Wednesday, April 5, 2006

Webcams' darkside

Webcams - and how they're used in the sexual exploitation of online kids – were the focus of a high-profile hearing on Capitol Hill yesterday. "The lead witness at the hearing [of the House Oversight and Investigations Subcommittee] was Justin Berry," the New York Times reports, "who was molested as a teenager by people he had met online, and then went on to run a pornographic Web site for five years, featuring images of himself." Justin, 19, started using a Webcam to make friends online when he was 13, the Times reported in a front-page story last December (see my summary, with links), and he has provided help in "the prosecution of some of the 1,500 people who had paid him to perform on camera" in what another testifier, a pediatrician at the University of North Carolina described as "real-time child exploitation" (Justin discovered the very first day he put his photo in a Webcam directory that there simply were no friends to be found there, only people with exploitation in mind).
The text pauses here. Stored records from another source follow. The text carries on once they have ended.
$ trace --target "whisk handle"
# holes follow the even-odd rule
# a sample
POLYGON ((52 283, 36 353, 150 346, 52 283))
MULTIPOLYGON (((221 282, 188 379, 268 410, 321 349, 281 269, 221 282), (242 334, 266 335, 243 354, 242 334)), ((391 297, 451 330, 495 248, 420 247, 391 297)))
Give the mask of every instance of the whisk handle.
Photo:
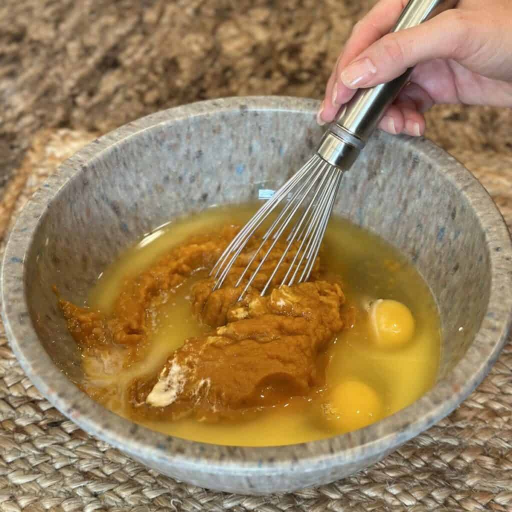
MULTIPOLYGON (((455 7, 458 0, 409 0, 391 32, 416 27, 443 11, 455 7)), ((340 109, 326 132, 317 153, 333 165, 347 168, 357 157, 388 108, 407 83, 412 68, 394 80, 359 89, 340 109)))

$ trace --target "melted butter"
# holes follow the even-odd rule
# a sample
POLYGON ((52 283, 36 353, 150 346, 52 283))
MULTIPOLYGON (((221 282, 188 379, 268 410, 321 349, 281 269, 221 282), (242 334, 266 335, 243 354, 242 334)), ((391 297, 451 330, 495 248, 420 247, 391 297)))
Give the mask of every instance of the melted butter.
MULTIPOLYGON (((254 211, 253 205, 212 208, 156 230, 125 251, 101 275, 92 290, 89 304, 108 314, 125 279, 147 268, 191 235, 227 224, 242 224, 254 211)), ((383 404, 384 415, 392 414, 417 400, 435 382, 440 352, 435 303, 412 266, 396 249, 369 232, 333 217, 325 245, 322 261, 330 273, 341 276, 347 302, 356 310, 354 327, 342 331, 328 350, 328 390, 348 379, 361 381, 377 392, 383 404), (378 298, 401 302, 412 312, 414 334, 404 347, 382 349, 375 343, 368 309, 372 301, 378 298)), ((198 272, 168 294, 154 318, 151 348, 143 362, 120 371, 115 360, 95 363, 99 380, 119 390, 112 393, 108 404, 114 412, 126 416, 122 393, 129 382, 148 372, 156 373, 169 353, 185 339, 207 330, 193 315, 187 298, 191 285, 205 275, 204 271, 198 272)), ((180 378, 178 373, 174 375, 176 382, 180 378)), ((158 401, 162 399, 159 392, 165 394, 169 389, 162 388, 156 391, 153 398, 158 401)), ((326 428, 322 416, 324 404, 323 395, 317 399, 297 398, 238 422, 207 423, 185 418, 141 423, 165 434, 205 442, 252 446, 287 444, 325 438, 349 430, 343 424, 337 424, 334 430, 326 428), (276 424, 279 429, 275 428, 276 424)))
Internet News reports that "congressional estimates put the online child pornography business at $20 billion a year and growing." It added that yesterday's hearing was "sparsely attended," though it was covered by news outlets nationwide and in South Korea, India, Ukraine, and other countries. The Louisville Courier-Journal and CBS News focused on Justin Berry's testimony at the hearing. The CBS piece links to an audio interview with Ernie Allen, CEO of the National Center of Missing & Exploited Children, who also testified at the hearing, conducted by CBS tech reporter and SafeKids.com publisher Larry Magid.

Speaking of child exploitation, a Department of Homeland Security official, Brian Doyle, was the same day arrested and "charged with 23 felony counts, including using a computer to seduce a child and transmitting harmful materials to a minor," the Los Angeles Times and hundreds of other news outlets reported.